Cruise Ship Enters Alaska Port With Dead Endangered Whale On Bow

A necropsy was underway Monday to determine how the juvenile fin whale died.

Scientists were working Monday to determine how an endangered fin whale that was discovered on the bow of a cruise ship entering an Alaska port died.

The whale carcass was spotted about 5 a.m. Sunday on the bow of the Holland America Line cruise ship Zaandam as it prepared to dock in Seward.

After the carcass was towed to a nearby beach, a veterinary pathologist started a necropsy, with armed officers standing guard against scavenging bears.

The juvenile whale may have already been already dead when it was caught by the bulbous bow, an underwater extension of the main bow that is designed to avoid wave-making.

"That's something, hopefully, the necropsy will determine," Julie Speegle, a spokeswoman for the National Oceanic and Atmospheric Administration, told the Associated Press on Monday.
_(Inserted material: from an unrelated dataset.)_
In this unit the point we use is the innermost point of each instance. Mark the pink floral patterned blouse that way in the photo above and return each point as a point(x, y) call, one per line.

An officer had been preparing the ship for docking just after 4:30 a.m. and did not see a whale, Sally Andrews, a spokeswoman for Holland America, told the AP.
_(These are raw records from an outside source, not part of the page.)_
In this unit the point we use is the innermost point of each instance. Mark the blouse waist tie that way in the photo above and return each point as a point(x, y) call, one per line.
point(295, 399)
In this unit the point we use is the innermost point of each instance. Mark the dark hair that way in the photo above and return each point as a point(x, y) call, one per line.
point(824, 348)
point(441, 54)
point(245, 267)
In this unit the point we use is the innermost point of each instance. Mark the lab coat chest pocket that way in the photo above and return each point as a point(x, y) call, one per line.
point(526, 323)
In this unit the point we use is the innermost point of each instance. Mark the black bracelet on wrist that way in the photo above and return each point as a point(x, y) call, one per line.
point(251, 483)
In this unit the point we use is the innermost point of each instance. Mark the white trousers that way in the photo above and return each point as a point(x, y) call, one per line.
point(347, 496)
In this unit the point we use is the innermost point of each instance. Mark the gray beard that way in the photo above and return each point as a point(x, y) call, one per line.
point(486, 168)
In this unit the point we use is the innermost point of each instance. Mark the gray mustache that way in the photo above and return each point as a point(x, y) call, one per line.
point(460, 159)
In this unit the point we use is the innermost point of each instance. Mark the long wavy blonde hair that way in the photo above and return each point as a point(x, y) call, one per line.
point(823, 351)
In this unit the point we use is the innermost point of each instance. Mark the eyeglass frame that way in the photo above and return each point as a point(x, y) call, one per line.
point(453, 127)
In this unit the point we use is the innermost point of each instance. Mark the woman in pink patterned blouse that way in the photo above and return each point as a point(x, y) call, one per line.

"Our ships have clear guidelines on how to operate if whales are sighted nearby, which include altering course and reducing speed as required," she said.

Fin whales, which feed on schooling fish and small invertebrates, can grow to nearly 90 feet long, making the fin whale the second-largest animal on the planet, behind only the blue whale. It was listed as endangered due to overfishing in the 20th century.